Tropical Storm Son-tinh strengthened on Wednesday after it moved away from Hainan Island. A primary rainband wrapped around the western and southern side of the center of circulation and the inner end of the band began to evolve into a partial eyewall. Thunderstorms in the core of Son-tinh generated upper level divergence which pumped away mass. The removal of mass allowed the surface pressure to decrease. A stronger pressure gradient force produced higher wind speeds.

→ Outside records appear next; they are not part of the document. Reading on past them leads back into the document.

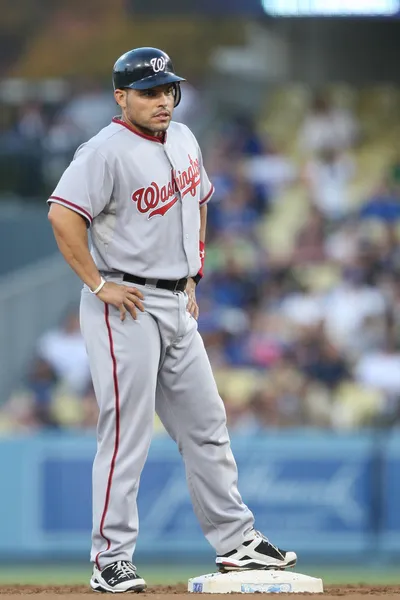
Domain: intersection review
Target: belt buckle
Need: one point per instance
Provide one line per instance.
(151, 283)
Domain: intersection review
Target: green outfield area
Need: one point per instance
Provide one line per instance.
(168, 575)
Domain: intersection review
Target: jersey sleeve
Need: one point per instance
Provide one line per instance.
(206, 187)
(86, 185)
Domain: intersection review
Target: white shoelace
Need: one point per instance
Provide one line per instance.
(259, 534)
(124, 568)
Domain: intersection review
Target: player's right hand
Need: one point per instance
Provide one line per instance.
(123, 297)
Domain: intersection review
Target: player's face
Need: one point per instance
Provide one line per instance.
(148, 110)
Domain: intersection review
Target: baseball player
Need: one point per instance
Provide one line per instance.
(141, 187)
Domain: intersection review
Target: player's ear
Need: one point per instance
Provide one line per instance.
(120, 97)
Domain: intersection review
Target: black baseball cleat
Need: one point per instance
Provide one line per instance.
(116, 578)
(257, 553)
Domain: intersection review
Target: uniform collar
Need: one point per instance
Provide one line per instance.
(151, 138)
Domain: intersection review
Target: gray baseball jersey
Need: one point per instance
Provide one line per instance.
(142, 197)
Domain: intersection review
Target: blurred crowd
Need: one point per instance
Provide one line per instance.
(300, 305)
(41, 129)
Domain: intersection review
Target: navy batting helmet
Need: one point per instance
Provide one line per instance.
(144, 68)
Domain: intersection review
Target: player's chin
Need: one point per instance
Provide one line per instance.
(160, 123)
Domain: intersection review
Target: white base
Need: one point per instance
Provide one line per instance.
(250, 582)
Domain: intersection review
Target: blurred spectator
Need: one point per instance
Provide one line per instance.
(327, 176)
(271, 170)
(300, 332)
(310, 239)
(384, 204)
(380, 370)
(31, 124)
(64, 350)
(348, 306)
(90, 108)
(327, 128)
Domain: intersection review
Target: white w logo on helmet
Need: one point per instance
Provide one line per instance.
(158, 64)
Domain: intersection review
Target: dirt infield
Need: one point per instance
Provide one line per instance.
(178, 592)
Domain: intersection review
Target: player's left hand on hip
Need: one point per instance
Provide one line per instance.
(192, 307)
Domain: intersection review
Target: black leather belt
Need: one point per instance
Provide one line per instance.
(178, 285)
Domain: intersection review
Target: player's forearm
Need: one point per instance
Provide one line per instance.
(73, 245)
(203, 223)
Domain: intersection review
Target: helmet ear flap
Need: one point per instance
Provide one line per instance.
(178, 93)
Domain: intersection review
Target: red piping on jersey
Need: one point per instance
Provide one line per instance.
(208, 195)
(75, 207)
(117, 429)
(151, 138)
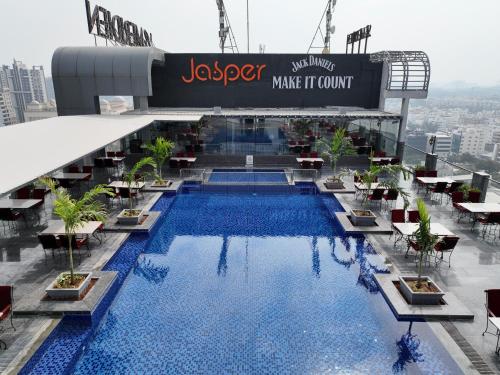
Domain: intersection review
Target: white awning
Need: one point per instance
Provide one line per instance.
(34, 149)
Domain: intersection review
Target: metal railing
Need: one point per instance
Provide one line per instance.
(249, 177)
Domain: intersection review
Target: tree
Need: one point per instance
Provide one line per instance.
(74, 213)
(131, 176)
(392, 172)
(339, 146)
(161, 150)
(424, 238)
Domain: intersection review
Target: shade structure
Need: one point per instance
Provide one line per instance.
(34, 149)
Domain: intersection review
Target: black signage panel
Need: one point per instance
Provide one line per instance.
(266, 81)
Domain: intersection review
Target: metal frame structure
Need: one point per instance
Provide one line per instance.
(225, 31)
(329, 29)
(407, 70)
(357, 36)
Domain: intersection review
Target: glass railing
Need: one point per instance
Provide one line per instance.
(249, 177)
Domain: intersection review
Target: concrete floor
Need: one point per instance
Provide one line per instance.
(475, 266)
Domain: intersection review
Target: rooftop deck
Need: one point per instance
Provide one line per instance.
(475, 265)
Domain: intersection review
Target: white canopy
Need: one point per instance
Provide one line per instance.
(34, 149)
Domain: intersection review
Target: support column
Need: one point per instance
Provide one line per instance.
(141, 103)
(481, 180)
(430, 162)
(405, 104)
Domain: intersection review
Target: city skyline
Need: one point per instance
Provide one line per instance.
(451, 29)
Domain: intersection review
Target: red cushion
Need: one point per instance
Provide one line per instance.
(5, 312)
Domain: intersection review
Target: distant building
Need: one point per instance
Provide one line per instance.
(26, 85)
(417, 139)
(474, 140)
(7, 111)
(439, 144)
(40, 111)
(114, 105)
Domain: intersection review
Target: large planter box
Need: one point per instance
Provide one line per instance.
(69, 293)
(420, 298)
(130, 220)
(363, 217)
(334, 185)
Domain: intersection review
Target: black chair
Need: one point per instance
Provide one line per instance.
(76, 243)
(446, 245)
(6, 307)
(376, 196)
(391, 196)
(49, 242)
(99, 163)
(11, 217)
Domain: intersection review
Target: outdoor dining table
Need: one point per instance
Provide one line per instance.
(409, 229)
(188, 159)
(90, 228)
(378, 159)
(19, 204)
(122, 184)
(361, 187)
(116, 159)
(71, 176)
(434, 180)
(312, 160)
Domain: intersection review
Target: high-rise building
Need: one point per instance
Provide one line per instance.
(40, 111)
(26, 85)
(7, 111)
(439, 144)
(474, 140)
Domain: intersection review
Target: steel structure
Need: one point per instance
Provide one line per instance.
(225, 30)
(407, 70)
(329, 28)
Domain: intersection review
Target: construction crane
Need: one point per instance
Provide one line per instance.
(225, 30)
(329, 29)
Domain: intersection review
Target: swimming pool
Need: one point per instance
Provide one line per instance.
(254, 284)
(247, 176)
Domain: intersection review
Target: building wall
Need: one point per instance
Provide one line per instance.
(7, 111)
(474, 140)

Tropical Storm Son-tinh moved south of a ridge in the upper and middle troposphere. The ridge steered Son-tinh steadily toward the west and the tropical storm made landfall just north of Vinh, Vietnam late on Wednesday. Tropical Storm Son-tinh brought gusty winds and locally heavy rain to the coast of northern Vietnam around Vinh. Son-tinh was also dropping locally heavy rain over portions of northern Vietnam and flash flooding could occur in some locations.
Tropical Storm Son-tinh will continue to move westward over northern Vietnam and northern Laos. Son-tinh will weaken as the circulation moves inland. It will continue to drop locally heavy rain and flash floods could occur in parts of northern Vietnam and northern Laos during the next several days.

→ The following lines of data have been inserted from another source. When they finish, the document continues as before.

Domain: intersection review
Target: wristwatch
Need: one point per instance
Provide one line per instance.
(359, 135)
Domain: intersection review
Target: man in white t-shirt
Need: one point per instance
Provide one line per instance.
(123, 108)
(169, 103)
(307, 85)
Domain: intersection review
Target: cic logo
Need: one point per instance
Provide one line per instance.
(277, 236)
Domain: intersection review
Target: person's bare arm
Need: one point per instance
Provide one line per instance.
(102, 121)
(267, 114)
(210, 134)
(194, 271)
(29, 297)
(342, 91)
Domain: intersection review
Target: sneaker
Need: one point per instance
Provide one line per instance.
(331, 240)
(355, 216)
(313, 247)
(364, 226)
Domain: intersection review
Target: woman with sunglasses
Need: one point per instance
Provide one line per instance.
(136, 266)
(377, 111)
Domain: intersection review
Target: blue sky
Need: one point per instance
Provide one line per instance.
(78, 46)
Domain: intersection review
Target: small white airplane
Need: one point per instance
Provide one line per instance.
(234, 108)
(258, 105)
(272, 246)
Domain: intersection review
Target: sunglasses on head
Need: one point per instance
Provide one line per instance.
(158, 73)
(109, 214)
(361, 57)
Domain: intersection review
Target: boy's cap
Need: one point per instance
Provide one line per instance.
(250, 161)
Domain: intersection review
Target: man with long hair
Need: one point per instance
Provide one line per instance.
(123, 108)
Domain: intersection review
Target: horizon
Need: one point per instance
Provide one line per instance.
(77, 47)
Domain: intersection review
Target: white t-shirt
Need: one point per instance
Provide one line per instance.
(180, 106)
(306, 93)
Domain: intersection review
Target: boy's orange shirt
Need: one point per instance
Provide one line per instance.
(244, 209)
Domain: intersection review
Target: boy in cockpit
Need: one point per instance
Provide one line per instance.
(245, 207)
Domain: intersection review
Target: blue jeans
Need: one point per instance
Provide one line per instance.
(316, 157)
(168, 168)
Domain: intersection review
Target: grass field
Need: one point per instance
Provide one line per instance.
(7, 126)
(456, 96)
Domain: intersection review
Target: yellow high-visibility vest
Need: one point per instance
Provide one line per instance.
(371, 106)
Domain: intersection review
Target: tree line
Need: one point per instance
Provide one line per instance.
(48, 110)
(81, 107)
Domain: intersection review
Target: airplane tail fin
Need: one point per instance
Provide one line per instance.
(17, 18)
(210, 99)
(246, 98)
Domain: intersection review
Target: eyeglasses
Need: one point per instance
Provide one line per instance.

The organization of former Tropical Depression 12W improved on Wednesday and the Japan Meteorological Agency designated the system as Tropical Storm Ampil. At 5:00 p.m. EDT on Wednesday the center of Tropical Storm Ampil was located at latitude 19.9°N and longitude 129.6°E which put it about 480 miles (775 km) south-southeast of Okinawa. Ampil was moving toward the east-northeast at 8 m.p.h. (13 km/h). The maximum sustained wind speed was 40 m.p.h. (65 km/h) and there were wind gusts to 50 m.p.h. (80 km/h). The minimum surface pressure was 996 mb.

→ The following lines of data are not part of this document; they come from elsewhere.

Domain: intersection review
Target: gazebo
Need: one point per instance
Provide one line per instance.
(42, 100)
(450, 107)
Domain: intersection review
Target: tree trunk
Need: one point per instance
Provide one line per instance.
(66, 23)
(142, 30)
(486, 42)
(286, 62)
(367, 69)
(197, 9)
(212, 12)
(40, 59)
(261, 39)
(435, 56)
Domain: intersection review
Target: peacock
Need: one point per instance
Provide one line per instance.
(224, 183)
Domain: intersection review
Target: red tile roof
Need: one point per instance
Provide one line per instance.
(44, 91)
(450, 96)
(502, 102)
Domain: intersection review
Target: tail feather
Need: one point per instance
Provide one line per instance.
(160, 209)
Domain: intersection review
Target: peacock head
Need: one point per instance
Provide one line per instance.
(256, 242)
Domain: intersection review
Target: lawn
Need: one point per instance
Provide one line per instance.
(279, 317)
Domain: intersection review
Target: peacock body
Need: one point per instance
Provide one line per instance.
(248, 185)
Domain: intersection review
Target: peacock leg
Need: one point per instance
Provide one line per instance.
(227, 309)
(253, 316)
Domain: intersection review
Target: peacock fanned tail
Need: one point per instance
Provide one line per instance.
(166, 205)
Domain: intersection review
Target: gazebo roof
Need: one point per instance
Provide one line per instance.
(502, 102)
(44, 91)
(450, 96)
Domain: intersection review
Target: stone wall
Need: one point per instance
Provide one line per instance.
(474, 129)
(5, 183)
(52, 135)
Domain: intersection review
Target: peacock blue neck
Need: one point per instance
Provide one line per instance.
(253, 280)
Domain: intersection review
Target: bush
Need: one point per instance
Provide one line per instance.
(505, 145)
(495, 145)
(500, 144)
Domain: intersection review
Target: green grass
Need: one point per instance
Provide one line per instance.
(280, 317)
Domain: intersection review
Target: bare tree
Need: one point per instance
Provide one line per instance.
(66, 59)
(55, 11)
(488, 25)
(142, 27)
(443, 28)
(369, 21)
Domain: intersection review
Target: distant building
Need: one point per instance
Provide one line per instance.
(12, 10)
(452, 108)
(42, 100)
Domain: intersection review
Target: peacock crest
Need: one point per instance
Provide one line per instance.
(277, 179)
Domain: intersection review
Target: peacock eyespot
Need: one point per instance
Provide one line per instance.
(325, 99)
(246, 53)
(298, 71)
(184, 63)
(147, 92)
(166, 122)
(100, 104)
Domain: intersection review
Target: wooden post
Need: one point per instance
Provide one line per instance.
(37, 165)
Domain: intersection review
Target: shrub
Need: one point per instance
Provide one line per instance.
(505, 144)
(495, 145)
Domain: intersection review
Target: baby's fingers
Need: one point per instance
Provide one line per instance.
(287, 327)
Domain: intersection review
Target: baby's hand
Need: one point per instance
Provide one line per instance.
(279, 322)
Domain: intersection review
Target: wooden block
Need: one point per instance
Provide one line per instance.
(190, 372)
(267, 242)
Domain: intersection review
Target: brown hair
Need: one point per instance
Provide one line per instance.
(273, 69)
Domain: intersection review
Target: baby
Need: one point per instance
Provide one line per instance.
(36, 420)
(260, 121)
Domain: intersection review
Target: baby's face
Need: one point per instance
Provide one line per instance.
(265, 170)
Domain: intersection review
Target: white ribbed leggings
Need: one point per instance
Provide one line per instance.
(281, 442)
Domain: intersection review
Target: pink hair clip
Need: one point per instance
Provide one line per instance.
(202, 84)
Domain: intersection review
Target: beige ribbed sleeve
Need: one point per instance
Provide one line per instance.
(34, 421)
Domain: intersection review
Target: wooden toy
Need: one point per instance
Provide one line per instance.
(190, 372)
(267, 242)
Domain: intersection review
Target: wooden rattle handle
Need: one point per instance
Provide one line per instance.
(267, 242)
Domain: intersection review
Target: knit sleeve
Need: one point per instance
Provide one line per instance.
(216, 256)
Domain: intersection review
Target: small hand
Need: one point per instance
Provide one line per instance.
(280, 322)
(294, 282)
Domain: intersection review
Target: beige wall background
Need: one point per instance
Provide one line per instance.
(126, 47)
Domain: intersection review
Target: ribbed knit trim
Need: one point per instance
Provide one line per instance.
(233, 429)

The circulation of Tropical Storm Ampil was not particularly well organized. It exhibited characteristics of a hybrid low pressure system. There was an upper low northwest of the low level circulation. The upper low was causing strong southwesterly winds which were blowing across the top of the lower level circulation. Those winds were causing significant vertical wind shear and they were tilting the circulation strongly toward the northeast. The strongest bands of showers and thunderstorms were occurring south and west of the low level circulation. Bands north and west of the center consisted primarily of showers and lower clouds.
The upper low will gradually move toward the west. As the low moves westward, the vertical wind shear over Tropical Storm Ampil will start to decrease. Ampil will move over water where the Sea Surface Temperature is near 29°C. So, when the vertical wind shear decreases, then Tropical Storm Ampil will likely intensify. Ampil could eventually strengthen into a typhoon in two or three days.
The upper low will initially will steer Tropical Storm Ampil toward the northeast. When the upper low moves farther to the west on Thursday, then Ampil will move toward the north. On its anticipated track the center of Tropical Storm Ampil could be near Okinawa and the Ryukyu Islands in two or three days.